Ghada al-Samman (Arabic: غادة السمان, b. 1942) is a Syrian novelist, journalist, essayist, poet, publisher, and one of the world’s best known Syrian novelists.Ghada al-Samman was born in Damascus into an intellectual family and received her secondary education at the French Lycée in Damascus. She studied English literature at the University of Damascus, then continued her education at the American University of Beirut. Her dissertation, for which she collected material in London and other European cities, was on English literature. In 1964, she returned to Damascus and began teaching at Damascus University, where her father Ahmad al-Samman was rector at the time.

She received her doctorate from Cairo UniversityGada al-Samman is the author of several collections of poetry, 6 collections of short stories, 5 novels, and a number of books of journalistic and memoir nature. Gada al-Samman’s first book “Your Eyes are My Destiny” was published in 1962 in Beirut, and brought her fame in the literary circles of Syria and Lebanon. The true popularity (9 reprints) of this book came after Ghada herself became famous. In 1975, she published her masterpiece Beirut’75. – a novel that, “according to critics and readers, seemed to foreshadow the events of the Lebanon War of 1975-1990”.

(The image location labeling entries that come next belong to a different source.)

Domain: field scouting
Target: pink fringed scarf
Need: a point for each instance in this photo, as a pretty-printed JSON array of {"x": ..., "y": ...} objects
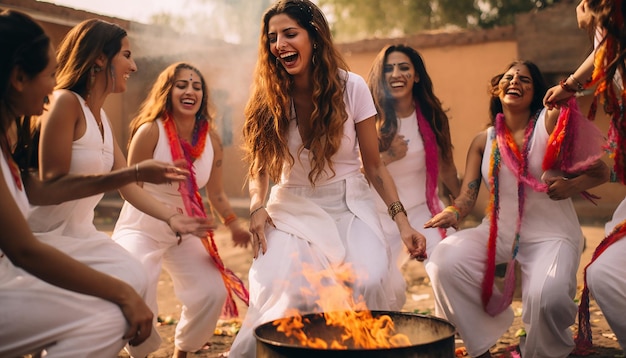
[
  {"x": 563, "y": 152},
  {"x": 584, "y": 339},
  {"x": 194, "y": 206},
  {"x": 432, "y": 165}
]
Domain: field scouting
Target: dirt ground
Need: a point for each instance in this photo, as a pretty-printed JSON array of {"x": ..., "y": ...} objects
[{"x": 419, "y": 299}]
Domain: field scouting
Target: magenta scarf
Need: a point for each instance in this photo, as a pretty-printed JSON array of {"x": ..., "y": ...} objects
[
  {"x": 432, "y": 165},
  {"x": 194, "y": 207}
]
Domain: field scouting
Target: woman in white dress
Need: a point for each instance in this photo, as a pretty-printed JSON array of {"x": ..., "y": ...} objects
[
  {"x": 604, "y": 69},
  {"x": 94, "y": 60},
  {"x": 530, "y": 220},
  {"x": 308, "y": 124},
  {"x": 175, "y": 123},
  {"x": 414, "y": 142},
  {"x": 49, "y": 300}
]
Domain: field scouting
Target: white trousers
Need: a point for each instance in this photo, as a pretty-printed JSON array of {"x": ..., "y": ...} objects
[
  {"x": 197, "y": 282},
  {"x": 278, "y": 282},
  {"x": 548, "y": 271},
  {"x": 36, "y": 315},
  {"x": 100, "y": 253},
  {"x": 606, "y": 279}
]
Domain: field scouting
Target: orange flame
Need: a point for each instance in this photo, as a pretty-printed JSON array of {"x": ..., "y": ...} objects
[{"x": 358, "y": 328}]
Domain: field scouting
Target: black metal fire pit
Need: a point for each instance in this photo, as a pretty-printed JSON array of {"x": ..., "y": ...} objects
[{"x": 430, "y": 337}]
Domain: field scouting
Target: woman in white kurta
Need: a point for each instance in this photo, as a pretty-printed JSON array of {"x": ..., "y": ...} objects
[
  {"x": 39, "y": 312},
  {"x": 415, "y": 144},
  {"x": 606, "y": 273},
  {"x": 94, "y": 60},
  {"x": 178, "y": 102},
  {"x": 320, "y": 216},
  {"x": 550, "y": 239}
]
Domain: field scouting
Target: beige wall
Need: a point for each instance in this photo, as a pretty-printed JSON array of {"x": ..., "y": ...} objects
[{"x": 460, "y": 64}]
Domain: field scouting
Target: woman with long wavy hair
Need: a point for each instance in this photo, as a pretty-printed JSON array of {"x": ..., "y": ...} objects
[
  {"x": 49, "y": 300},
  {"x": 414, "y": 141},
  {"x": 604, "y": 71},
  {"x": 76, "y": 140},
  {"x": 308, "y": 122},
  {"x": 531, "y": 169},
  {"x": 175, "y": 124}
]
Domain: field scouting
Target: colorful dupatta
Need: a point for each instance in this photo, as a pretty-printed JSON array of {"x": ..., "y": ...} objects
[
  {"x": 613, "y": 98},
  {"x": 432, "y": 165},
  {"x": 563, "y": 152},
  {"x": 504, "y": 149},
  {"x": 194, "y": 206}
]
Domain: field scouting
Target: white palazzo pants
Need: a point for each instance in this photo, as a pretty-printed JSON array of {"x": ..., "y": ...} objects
[{"x": 548, "y": 270}]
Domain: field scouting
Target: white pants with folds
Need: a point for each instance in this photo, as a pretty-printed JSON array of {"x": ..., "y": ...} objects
[
  {"x": 606, "y": 279},
  {"x": 316, "y": 229},
  {"x": 548, "y": 274}
]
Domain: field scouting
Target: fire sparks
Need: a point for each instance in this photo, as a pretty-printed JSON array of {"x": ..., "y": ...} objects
[{"x": 349, "y": 324}]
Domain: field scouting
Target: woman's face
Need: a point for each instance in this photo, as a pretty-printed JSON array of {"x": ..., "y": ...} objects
[
  {"x": 122, "y": 65},
  {"x": 290, "y": 43},
  {"x": 30, "y": 100},
  {"x": 187, "y": 93},
  {"x": 399, "y": 74},
  {"x": 516, "y": 87}
]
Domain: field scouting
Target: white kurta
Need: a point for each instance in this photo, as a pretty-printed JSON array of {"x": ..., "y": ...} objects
[
  {"x": 69, "y": 226},
  {"x": 320, "y": 228},
  {"x": 36, "y": 315},
  {"x": 549, "y": 254},
  {"x": 197, "y": 282}
]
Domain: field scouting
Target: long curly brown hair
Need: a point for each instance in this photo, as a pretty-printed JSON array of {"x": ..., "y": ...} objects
[
  {"x": 423, "y": 94},
  {"x": 159, "y": 98},
  {"x": 80, "y": 48},
  {"x": 268, "y": 110}
]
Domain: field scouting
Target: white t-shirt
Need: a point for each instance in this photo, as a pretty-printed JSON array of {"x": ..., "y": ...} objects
[{"x": 346, "y": 162}]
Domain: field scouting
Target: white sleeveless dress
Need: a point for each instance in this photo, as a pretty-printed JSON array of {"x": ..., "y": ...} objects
[
  {"x": 198, "y": 283},
  {"x": 36, "y": 315},
  {"x": 69, "y": 226}
]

A year later, she published Beirut’s Nightmares, a book about the horrors of the Civil War, which Ghada herself witnessed. By the 1980s, al-Samman was already considered one of the best contemporary writers in the Arab world, and by the 1990s her works began to appear in English and French translations.

Ghada al-Samman’s novel “Nightmares of Beirut” is about the events of the summer of 1976, when Lebanon was engulfed by a monstrous tornado of civil war. Written in the form of a diary, the novel with documentary veracity reproduces the details of the fratricidal conflict, inspired by spline imperialism and local reaction, reveals the social and class contradictions of Lebanese society, which for many years were hidden behind the respectable signboard “Mediterranean paradise.